This letter appears in today's Leicester Mercury:
Wrong about secularism
I've often wondered what it is Baroness Warsi does – and it strikes me that she must have wondered herself.
Hence how readily she embraced her chance to fly the flag for Cameron's UK vision all the way to the Vatican, where, in her Valentine's Day speech, she said militant secularism "demonstrates similar traits to totalitarian regimes."
This paranoid allying of secularism with totalitarianism was coupled with repeated reference to the Pope's state visit to Britain in 2010, and how successful and well received this was.
But she diplomatically avoided mention of the accompanying controversy and protest.
Moreover, she declined to pass judgment on instances of conflict between faith and public policy, genuflecting to someone who continues to evade the serious questions that she wouldn't dream of asking him.
It's not "aggressive secularism by stealth" the religious need fear, it's religious conservative authoritarians.
There were important matters to discuss with Vatican officials the following day: climate change, international aid, Somalia.

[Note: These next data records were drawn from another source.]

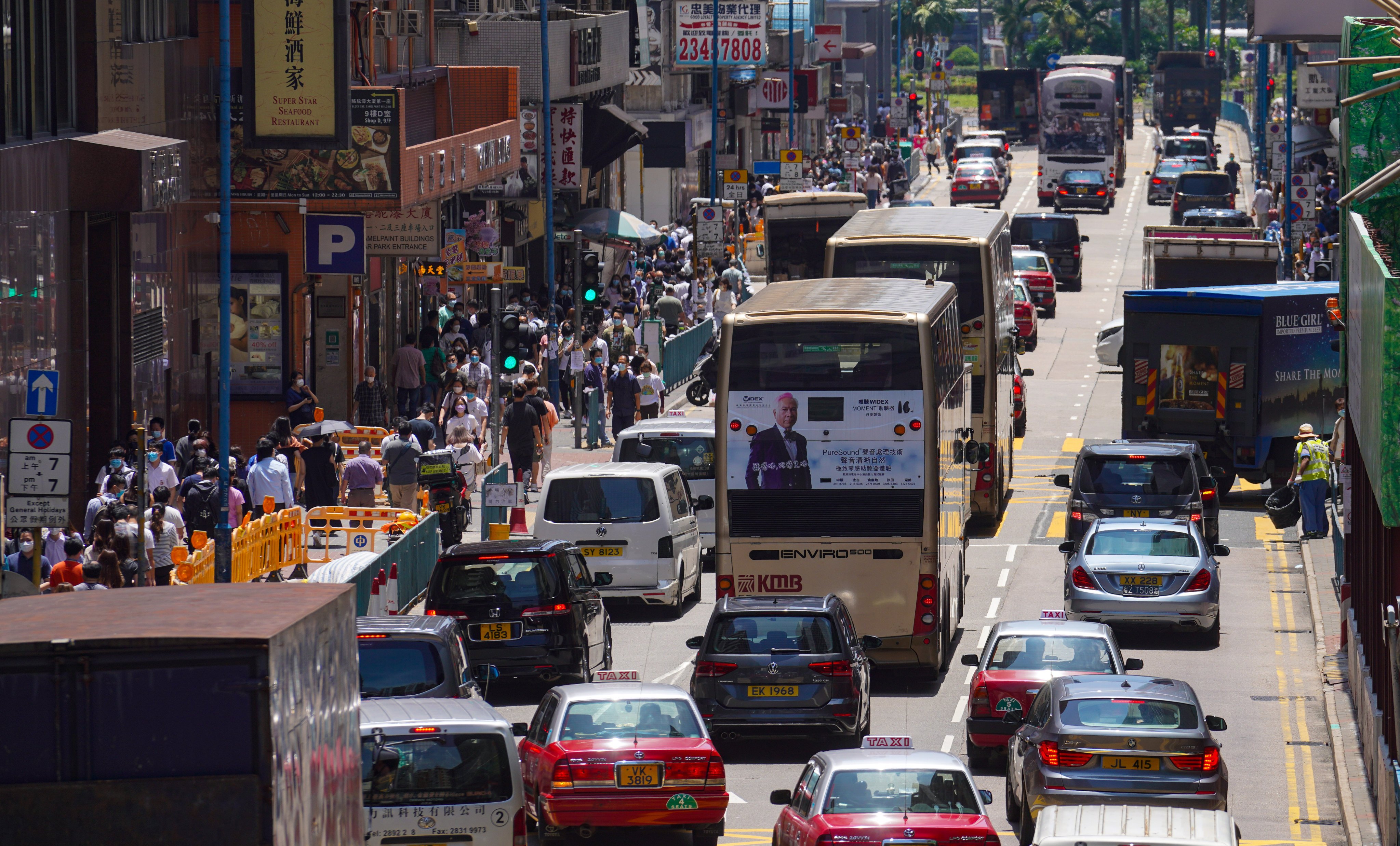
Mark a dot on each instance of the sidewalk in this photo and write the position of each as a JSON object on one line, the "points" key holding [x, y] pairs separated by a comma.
{"points": [[1357, 805]]}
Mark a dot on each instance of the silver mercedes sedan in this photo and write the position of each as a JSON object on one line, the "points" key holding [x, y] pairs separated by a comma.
{"points": [[1114, 739], [1144, 572]]}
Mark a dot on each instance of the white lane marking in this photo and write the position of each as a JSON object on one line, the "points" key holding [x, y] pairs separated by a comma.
{"points": [[666, 676]]}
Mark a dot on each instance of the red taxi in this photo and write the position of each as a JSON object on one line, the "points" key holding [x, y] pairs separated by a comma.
{"points": [[975, 181], [885, 792], [622, 754], [1032, 268], [1023, 655]]}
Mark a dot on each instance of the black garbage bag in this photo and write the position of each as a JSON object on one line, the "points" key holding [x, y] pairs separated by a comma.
{"points": [[1284, 508]]}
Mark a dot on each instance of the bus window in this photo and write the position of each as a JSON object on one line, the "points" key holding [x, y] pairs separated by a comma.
{"points": [[849, 357]]}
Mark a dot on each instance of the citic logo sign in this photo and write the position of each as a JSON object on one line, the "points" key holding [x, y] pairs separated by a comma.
{"points": [[749, 584]]}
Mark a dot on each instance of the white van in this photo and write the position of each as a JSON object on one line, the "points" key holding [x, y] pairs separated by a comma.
{"points": [[688, 442], [446, 769], [635, 522], [1142, 825]]}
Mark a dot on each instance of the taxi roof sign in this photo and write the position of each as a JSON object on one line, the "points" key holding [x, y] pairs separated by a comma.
{"points": [[887, 742], [616, 676]]}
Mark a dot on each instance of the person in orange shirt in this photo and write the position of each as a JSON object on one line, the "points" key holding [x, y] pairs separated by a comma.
{"points": [[69, 570]]}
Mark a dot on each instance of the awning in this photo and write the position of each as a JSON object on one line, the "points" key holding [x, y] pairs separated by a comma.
{"points": [[610, 133]]}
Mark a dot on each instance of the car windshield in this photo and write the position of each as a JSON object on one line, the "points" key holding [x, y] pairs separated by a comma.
{"points": [[1029, 262], [1140, 476], [1203, 184], [1039, 229], [899, 791], [398, 668], [692, 454], [1128, 714], [749, 634], [523, 582], [443, 769], [629, 718], [1143, 542], [1083, 177], [602, 500], [1037, 652]]}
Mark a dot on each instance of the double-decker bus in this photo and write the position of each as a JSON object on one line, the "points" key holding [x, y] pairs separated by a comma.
{"points": [[843, 410], [1079, 129], [969, 248]]}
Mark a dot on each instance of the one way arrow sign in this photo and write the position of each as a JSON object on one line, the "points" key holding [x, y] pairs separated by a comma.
{"points": [[828, 42]]}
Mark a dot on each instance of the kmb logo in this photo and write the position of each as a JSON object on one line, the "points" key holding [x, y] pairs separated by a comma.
{"points": [[769, 584]]}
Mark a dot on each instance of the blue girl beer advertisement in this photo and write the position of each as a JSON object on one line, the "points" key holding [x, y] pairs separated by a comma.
{"points": [[800, 440]]}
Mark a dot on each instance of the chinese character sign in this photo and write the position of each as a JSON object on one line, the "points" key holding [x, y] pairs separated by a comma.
{"points": [[743, 33], [294, 70], [566, 124]]}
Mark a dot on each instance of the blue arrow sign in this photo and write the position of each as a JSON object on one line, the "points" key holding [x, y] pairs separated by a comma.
{"points": [[42, 398]]}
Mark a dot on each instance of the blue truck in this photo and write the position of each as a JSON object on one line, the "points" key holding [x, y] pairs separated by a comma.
{"points": [[1235, 368]]}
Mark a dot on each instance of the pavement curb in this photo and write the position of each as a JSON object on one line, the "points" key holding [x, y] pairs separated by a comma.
{"points": [[1329, 697]]}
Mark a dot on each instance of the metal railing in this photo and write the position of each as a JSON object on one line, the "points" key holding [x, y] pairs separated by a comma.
{"points": [[681, 353]]}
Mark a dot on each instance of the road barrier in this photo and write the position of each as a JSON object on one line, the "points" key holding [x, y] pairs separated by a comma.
{"points": [[681, 353]]}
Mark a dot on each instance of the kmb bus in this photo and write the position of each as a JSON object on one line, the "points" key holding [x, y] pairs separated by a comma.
{"points": [[969, 248], [842, 405]]}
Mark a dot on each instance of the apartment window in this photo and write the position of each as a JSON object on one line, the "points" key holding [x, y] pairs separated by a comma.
{"points": [[156, 20], [36, 68]]}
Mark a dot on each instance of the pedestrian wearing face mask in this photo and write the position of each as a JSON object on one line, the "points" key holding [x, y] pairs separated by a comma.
{"points": [[302, 403], [372, 400]]}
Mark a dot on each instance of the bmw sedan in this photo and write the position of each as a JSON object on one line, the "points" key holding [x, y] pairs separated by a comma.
{"points": [[1112, 739], [1144, 572]]}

This did yield a joint declaration calling for an "immediate end" to violence in Syria, which I imagine will make all the difference.

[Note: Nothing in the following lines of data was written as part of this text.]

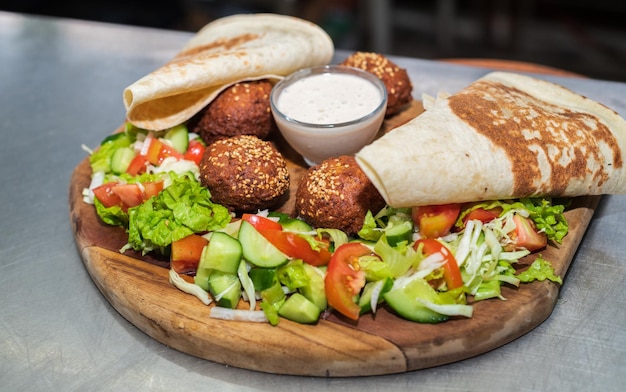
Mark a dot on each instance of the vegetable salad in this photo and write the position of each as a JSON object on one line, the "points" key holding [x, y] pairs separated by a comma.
{"points": [[426, 263]]}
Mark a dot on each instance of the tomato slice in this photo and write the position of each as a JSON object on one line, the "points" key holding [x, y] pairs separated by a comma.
{"points": [[137, 165], [104, 193], [526, 236], [344, 278], [194, 152], [129, 194], [151, 189], [261, 223], [295, 246], [126, 195], [186, 253], [436, 220], [483, 215], [158, 151], [291, 244], [451, 271]]}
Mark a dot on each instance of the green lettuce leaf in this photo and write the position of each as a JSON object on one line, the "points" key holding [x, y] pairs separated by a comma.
{"points": [[181, 209], [540, 269]]}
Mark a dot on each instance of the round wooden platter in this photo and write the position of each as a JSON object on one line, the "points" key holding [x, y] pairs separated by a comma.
{"points": [[139, 289]]}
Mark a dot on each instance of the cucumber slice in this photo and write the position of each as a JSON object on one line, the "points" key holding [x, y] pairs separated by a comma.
{"points": [[296, 225], [314, 291], [179, 137], [299, 309], [365, 300], [121, 158], [225, 289], [223, 253], [400, 231], [263, 278], [257, 249], [402, 301]]}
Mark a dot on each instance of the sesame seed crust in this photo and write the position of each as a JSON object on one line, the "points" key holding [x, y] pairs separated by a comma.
{"points": [[396, 79], [337, 194], [241, 109], [244, 173]]}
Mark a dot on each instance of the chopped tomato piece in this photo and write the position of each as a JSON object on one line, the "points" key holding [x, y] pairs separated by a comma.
{"points": [[186, 253], [137, 165], [126, 195], [104, 193], [291, 244], [436, 220], [261, 223], [526, 236], [344, 279], [151, 189], [451, 271], [194, 152], [297, 247], [129, 194], [158, 151]]}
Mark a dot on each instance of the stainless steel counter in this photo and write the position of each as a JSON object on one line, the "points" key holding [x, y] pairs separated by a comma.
{"points": [[61, 86]]}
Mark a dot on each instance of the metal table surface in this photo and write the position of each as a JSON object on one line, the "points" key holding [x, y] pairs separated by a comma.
{"points": [[61, 85]]}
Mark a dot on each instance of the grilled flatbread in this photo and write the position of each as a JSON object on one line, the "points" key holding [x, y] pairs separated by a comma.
{"points": [[504, 136], [224, 52]]}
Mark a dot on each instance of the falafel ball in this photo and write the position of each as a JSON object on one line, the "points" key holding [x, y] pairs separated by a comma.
{"points": [[244, 173], [396, 79], [337, 194], [241, 109]]}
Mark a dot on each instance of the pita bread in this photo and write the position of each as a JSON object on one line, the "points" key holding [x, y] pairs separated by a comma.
{"points": [[504, 136], [224, 52]]}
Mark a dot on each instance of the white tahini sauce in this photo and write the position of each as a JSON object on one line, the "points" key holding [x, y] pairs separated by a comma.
{"points": [[329, 99]]}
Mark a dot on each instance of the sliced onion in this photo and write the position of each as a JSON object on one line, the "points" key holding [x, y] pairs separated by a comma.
{"points": [[255, 316]]}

When Warsi says: "For me, one of the most worrying aspects about this militant secularisation is that at its core and in its instincts it is deeply intolerant", this exposes her ignorance of what secularism is.
She further misrepresents secularists as, "... the anti-religionists, the faith deniers... attempting to remove all trace of religion from culture, history and public discourse".
Secularism is not intolerant of any faith; but it rejects that privileged place, and automatic unqualified respect, that religious leaders and lobby groups carry in our political decision-making bodies.
Warsi has embarrassingly let down her country.